Originally thinking he would pursue a college degree in accounting or biochemistry, Howard eventually declared to his mother that he was going to get a degree in dance. It was a last-minute decision to apply to Columbia College in Chicago but, in 2001, he applied and he went.
With no previous formal training, Howard diligently immersed himself in the dance department at Columbia College. He studied the forms, learned to execute the techniques and practiced the improvisational scores, but something was missing. "I don't feel like I was taught to pull out depth or learned how to excavate stuff," Howard said.
The "stuff" he was thinking about as a young dancemaker were serious sociopolitical issues like the aftermath of the recent 9/11 terrorist attacks, homelessness or the realities of being a Black, queer person in the world. Howard was craving guidance on how to express concepts outside of formal methodologies. "Instead of just making a phrase, let's take a risk and try to do something that is totally not traditional … so there are more options and more ideas generated instead of being stuck in a frame," he said. While some students find great freedom and possibility within the confines of classic compositional techniques, Howard used those restrictions as motivation to think outside the pedagogical box and discover his own approach to making dances.
After leaving Columbia, Howard dove into the Chicago dance community and eventually began to hit his choreographic stride. Things especially gelled for him after meeting dancer, choreographer and teacher Darrell Jones. In Jones, Howard found a fellow Black, gay male dancer, using a mixture of contemporary dance techniques along with vogue and hip hop vernaculars for choreographic expression. Working together, Howard was exposed to a new world of creative processes and potential in dance composition.

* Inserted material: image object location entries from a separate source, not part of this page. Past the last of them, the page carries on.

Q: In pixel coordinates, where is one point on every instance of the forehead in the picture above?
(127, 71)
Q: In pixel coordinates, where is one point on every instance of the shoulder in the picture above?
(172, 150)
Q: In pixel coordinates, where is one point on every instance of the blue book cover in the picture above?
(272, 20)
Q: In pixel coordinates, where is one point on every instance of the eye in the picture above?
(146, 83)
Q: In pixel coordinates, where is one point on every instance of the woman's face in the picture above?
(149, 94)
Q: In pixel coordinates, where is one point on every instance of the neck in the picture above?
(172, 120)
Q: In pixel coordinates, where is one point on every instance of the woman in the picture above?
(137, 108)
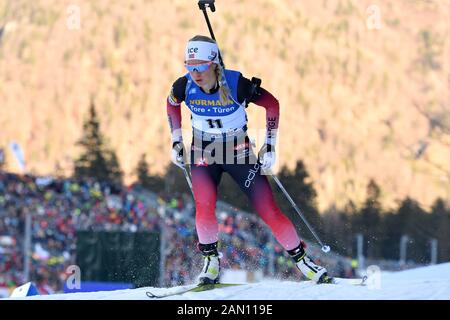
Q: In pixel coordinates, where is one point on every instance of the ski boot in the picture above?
(211, 269)
(307, 266)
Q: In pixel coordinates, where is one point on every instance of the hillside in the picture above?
(360, 97)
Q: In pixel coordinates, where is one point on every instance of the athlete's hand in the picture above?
(267, 157)
(178, 154)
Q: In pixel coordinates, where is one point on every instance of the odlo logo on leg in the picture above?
(251, 175)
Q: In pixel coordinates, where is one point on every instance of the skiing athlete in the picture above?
(217, 99)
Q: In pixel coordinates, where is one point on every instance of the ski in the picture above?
(347, 281)
(196, 288)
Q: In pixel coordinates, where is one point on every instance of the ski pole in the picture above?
(324, 248)
(202, 4)
(188, 179)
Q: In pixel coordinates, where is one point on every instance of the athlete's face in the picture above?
(204, 78)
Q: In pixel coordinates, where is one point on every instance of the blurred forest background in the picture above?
(363, 89)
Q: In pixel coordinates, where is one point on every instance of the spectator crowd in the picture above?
(58, 208)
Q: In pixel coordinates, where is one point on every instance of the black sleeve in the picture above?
(178, 90)
(247, 90)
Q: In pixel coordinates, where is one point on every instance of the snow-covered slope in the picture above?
(423, 283)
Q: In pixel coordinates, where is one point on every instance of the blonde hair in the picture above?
(224, 90)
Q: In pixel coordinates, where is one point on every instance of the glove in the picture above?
(178, 154)
(267, 157)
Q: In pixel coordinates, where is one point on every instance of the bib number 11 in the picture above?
(217, 123)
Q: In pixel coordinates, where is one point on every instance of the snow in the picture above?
(427, 283)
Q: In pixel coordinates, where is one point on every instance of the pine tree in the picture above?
(2, 159)
(97, 160)
(440, 216)
(369, 221)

In 2009, with Jones as a mentor, Howard received a LinkUP residency at Links Hall, a program that supported emerging artists through a six-month creative process, and which cemented Howard's presence as a choreographer to watch in the coming years. He later received the prestigious Chicago Dancemakers Forum Lab Award in 2014 and, more recently, the Sybil Shearer Residency Fellowship Award at Ragdale and an invitation to participate in the emerging artist laboratory at the nationally renowned Maggie Allesee National Center for Choreography ( MANCC ) in Tallahassee, Florida.

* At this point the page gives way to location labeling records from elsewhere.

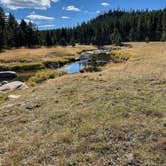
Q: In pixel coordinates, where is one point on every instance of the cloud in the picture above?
(34, 16)
(71, 8)
(65, 17)
(21, 4)
(98, 11)
(105, 4)
(47, 26)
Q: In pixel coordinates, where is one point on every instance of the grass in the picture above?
(113, 117)
(27, 62)
(42, 54)
(44, 75)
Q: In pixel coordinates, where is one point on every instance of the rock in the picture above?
(10, 97)
(16, 85)
(7, 75)
(4, 82)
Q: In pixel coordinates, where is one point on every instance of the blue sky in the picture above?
(51, 14)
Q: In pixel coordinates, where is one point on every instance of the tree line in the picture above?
(112, 27)
(15, 35)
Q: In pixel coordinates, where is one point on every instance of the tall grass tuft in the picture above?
(44, 75)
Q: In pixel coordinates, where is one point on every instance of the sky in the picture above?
(52, 14)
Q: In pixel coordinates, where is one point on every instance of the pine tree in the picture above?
(11, 30)
(2, 29)
(48, 40)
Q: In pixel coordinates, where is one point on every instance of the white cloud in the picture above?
(71, 8)
(47, 26)
(26, 20)
(65, 17)
(34, 16)
(105, 4)
(20, 4)
(98, 11)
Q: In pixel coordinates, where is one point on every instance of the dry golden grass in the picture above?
(114, 117)
(40, 54)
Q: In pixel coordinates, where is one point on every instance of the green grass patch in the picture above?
(44, 75)
(18, 66)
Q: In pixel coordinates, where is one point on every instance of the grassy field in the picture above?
(37, 59)
(42, 54)
(114, 117)
(28, 62)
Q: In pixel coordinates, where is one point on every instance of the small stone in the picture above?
(10, 97)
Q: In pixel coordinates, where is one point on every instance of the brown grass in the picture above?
(42, 54)
(113, 117)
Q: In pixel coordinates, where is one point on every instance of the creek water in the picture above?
(85, 57)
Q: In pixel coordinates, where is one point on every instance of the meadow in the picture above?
(113, 117)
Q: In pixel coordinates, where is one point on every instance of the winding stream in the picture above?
(85, 57)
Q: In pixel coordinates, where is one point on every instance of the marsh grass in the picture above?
(44, 75)
(114, 117)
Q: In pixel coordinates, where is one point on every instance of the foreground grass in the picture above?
(42, 54)
(113, 117)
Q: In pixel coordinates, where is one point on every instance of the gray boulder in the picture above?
(7, 75)
(16, 85)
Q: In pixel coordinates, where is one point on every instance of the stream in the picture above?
(85, 57)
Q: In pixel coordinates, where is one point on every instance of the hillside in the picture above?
(113, 117)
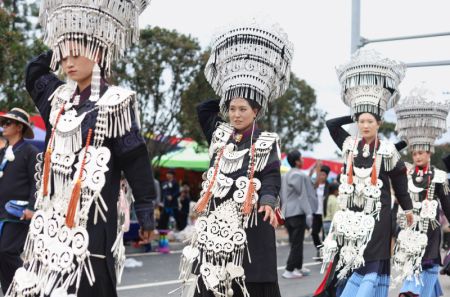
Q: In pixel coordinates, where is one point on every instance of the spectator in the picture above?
(170, 190)
(331, 206)
(17, 170)
(297, 200)
(321, 187)
(183, 208)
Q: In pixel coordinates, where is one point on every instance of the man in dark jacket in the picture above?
(17, 190)
(321, 187)
(298, 200)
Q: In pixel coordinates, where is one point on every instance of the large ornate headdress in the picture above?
(370, 82)
(251, 62)
(97, 27)
(421, 120)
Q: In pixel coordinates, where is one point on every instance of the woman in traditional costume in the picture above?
(233, 251)
(420, 121)
(74, 245)
(358, 237)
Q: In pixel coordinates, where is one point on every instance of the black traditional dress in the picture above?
(83, 258)
(417, 252)
(232, 253)
(359, 230)
(16, 183)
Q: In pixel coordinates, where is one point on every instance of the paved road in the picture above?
(159, 273)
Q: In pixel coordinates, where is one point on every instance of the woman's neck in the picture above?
(83, 84)
(369, 140)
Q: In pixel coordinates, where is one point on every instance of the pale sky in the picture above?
(320, 31)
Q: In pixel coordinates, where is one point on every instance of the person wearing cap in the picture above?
(417, 255)
(298, 200)
(360, 238)
(17, 187)
(93, 135)
(170, 190)
(321, 187)
(233, 250)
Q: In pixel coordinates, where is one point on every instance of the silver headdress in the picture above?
(98, 27)
(251, 62)
(420, 120)
(370, 82)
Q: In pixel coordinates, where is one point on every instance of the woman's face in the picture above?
(421, 158)
(368, 125)
(241, 114)
(77, 67)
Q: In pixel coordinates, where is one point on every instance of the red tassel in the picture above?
(323, 285)
(72, 209)
(247, 207)
(76, 191)
(373, 177)
(47, 163)
(350, 173)
(203, 202)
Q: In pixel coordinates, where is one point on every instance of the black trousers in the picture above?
(317, 226)
(12, 241)
(103, 285)
(295, 226)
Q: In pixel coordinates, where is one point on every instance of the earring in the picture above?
(95, 83)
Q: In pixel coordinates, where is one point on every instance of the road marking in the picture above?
(149, 285)
(152, 254)
(173, 282)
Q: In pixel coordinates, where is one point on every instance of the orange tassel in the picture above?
(72, 209)
(350, 173)
(48, 155)
(76, 191)
(47, 160)
(373, 177)
(247, 207)
(203, 202)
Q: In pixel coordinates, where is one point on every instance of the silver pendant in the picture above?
(366, 151)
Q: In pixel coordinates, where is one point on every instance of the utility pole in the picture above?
(358, 41)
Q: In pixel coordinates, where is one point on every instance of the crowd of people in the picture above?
(63, 212)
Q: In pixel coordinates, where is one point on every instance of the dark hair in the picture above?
(333, 187)
(253, 104)
(293, 156)
(376, 116)
(325, 169)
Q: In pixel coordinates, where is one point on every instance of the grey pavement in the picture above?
(159, 273)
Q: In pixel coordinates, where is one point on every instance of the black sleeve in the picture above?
(446, 161)
(208, 117)
(400, 145)
(132, 156)
(41, 83)
(270, 180)
(445, 200)
(31, 167)
(136, 168)
(336, 131)
(400, 185)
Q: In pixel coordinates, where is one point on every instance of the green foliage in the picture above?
(17, 47)
(387, 129)
(159, 68)
(199, 90)
(293, 116)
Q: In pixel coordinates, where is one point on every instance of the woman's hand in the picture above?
(269, 214)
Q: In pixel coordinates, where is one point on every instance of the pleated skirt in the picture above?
(370, 281)
(430, 286)
(254, 289)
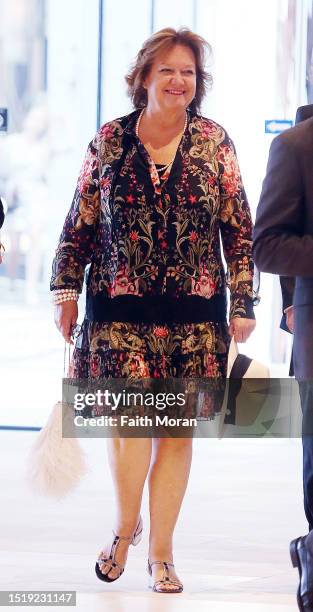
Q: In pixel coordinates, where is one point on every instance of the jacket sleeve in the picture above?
(236, 232)
(287, 284)
(280, 247)
(77, 239)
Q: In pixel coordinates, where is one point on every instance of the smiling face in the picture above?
(171, 82)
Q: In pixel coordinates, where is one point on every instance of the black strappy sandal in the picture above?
(110, 561)
(166, 579)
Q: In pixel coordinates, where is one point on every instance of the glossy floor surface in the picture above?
(242, 507)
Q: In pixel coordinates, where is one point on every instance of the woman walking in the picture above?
(157, 190)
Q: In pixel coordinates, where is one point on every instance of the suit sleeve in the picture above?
(236, 232)
(77, 239)
(280, 247)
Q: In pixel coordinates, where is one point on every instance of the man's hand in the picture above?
(289, 318)
(65, 317)
(241, 328)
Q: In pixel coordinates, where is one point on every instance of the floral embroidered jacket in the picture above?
(154, 244)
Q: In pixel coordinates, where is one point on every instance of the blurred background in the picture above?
(62, 67)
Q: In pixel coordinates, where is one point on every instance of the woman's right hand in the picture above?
(65, 317)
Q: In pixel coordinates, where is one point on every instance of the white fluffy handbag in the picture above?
(56, 464)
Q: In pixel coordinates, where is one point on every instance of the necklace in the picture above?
(137, 134)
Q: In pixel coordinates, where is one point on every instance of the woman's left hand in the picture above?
(241, 328)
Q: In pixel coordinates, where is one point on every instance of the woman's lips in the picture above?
(174, 92)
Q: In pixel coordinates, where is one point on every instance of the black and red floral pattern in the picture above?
(159, 238)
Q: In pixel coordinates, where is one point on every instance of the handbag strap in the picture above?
(240, 366)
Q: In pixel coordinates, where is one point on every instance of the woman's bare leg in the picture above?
(129, 460)
(168, 480)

The questions he is asking himself now are: "What is 'joy' as a queer Black person?" and "How do I make a space for people to feel joy?" Wishing to provide an opportunity for audiences to immerse themselves in alternative environments or dream worlds, Howard said he hopes to offer a "release from distraction and a release of peace." He added that he wants to excavate expressions of authentic emotional depth from his dancers, hoping to depict performers who are "alive, tingling and bubbling from the inside."

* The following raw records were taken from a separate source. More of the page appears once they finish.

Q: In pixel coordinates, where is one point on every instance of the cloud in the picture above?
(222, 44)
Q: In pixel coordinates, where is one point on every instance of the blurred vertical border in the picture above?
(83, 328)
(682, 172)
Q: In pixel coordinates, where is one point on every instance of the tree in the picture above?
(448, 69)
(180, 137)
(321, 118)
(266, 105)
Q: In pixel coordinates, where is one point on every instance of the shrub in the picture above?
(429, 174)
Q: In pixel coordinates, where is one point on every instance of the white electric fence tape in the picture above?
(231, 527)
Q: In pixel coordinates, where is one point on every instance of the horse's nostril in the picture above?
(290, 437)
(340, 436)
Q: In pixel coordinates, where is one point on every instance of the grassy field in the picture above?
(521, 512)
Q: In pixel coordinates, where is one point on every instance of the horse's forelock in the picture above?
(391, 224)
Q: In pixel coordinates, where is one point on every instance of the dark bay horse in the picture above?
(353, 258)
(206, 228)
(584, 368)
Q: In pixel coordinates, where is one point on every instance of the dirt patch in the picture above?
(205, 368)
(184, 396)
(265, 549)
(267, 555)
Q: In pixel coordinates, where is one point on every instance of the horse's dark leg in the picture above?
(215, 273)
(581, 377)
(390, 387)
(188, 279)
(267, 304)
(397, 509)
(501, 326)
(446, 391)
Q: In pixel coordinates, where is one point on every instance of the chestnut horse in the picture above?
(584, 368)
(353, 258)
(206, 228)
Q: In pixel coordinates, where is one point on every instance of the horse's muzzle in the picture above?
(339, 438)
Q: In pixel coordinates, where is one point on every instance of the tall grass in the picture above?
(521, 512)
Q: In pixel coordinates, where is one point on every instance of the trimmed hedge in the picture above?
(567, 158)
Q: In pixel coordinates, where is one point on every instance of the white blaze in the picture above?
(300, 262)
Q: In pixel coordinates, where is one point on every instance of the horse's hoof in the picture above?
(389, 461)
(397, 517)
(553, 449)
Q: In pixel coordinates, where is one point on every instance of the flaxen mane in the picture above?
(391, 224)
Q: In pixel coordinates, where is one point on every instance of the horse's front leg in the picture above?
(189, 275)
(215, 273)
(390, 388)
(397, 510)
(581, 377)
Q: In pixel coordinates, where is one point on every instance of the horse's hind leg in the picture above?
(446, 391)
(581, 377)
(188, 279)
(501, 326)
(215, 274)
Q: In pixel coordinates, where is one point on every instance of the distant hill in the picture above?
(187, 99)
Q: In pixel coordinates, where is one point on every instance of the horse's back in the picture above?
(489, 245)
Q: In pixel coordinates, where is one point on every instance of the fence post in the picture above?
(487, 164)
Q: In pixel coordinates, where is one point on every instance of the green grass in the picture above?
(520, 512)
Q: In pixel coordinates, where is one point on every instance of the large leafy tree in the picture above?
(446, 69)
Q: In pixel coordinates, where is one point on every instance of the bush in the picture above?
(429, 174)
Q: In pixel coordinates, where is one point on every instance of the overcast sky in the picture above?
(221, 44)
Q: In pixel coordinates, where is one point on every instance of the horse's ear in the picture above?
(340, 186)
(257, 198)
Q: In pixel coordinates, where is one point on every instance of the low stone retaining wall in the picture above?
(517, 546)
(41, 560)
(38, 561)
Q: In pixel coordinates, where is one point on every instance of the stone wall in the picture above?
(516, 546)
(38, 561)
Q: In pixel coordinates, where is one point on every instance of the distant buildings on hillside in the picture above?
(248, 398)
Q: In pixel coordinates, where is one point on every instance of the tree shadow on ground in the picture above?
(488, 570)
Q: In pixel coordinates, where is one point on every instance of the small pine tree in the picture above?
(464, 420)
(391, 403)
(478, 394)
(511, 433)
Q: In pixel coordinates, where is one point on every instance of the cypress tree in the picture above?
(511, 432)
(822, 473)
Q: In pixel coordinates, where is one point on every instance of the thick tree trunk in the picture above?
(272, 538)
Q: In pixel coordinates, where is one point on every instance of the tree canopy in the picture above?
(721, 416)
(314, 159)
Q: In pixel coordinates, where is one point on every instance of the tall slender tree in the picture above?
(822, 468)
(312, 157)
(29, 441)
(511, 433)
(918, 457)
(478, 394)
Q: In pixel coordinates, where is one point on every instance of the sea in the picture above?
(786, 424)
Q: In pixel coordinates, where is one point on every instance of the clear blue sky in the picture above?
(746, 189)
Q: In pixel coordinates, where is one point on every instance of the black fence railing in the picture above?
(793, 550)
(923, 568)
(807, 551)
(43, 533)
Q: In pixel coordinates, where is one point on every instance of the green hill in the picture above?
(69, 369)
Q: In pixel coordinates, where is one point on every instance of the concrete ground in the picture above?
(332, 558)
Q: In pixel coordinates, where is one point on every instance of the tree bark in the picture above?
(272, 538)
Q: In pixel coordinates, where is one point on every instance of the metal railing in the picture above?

The instinct to uncover and express emotional truths through movement might come naturally to Howard because, in addition to making a name for himself as a choreographer in Chicago, he is a published poet. In fact, the two forms of artistic expression are inextricably connected for this artist. Howard uses writing alongside the choreographic process as a tool to access inner depth and as a way to "make the choreography last offstage."
Because it is often easier to communicate with words than it is with movement, Howard said his ultimate goal is to master the choreographic craft so "the movement can be as communicable as the written word." Nevertheless, he already possesses a natural gift for using poetic language to invoke physical vocabularies. In a recent movement workshop, he gave dancers the following prompt: "Pick a feeling to rid yourself of. Set it on fire. How does it burn?" He has also been considering ways in which his own dancing might potentially "match or surpass the light in a room." One can either be stumped or stimulated by such lyrical prompting; Howard and his dancers are definitely the latter.
Howard's latest work-in-progress, a trio entitled "Working on Better Versions of Prayers," is part of the process and performance residency series "SET FREE" at Links Hall, 3111 N. Western Ave., on Monday, May 22, at 7 p.m. See LinksHall.org .
Howard is developing this piece, which explores a cultivation of charisma, freedom and intimacy between three gay Black men, with fellow dancers Dedrick "Deddy" Gray and Damon Green. An iteration of this work will be performed this fall at Dancespace Project in New York City and the final work will premiere in Chicago in 2018.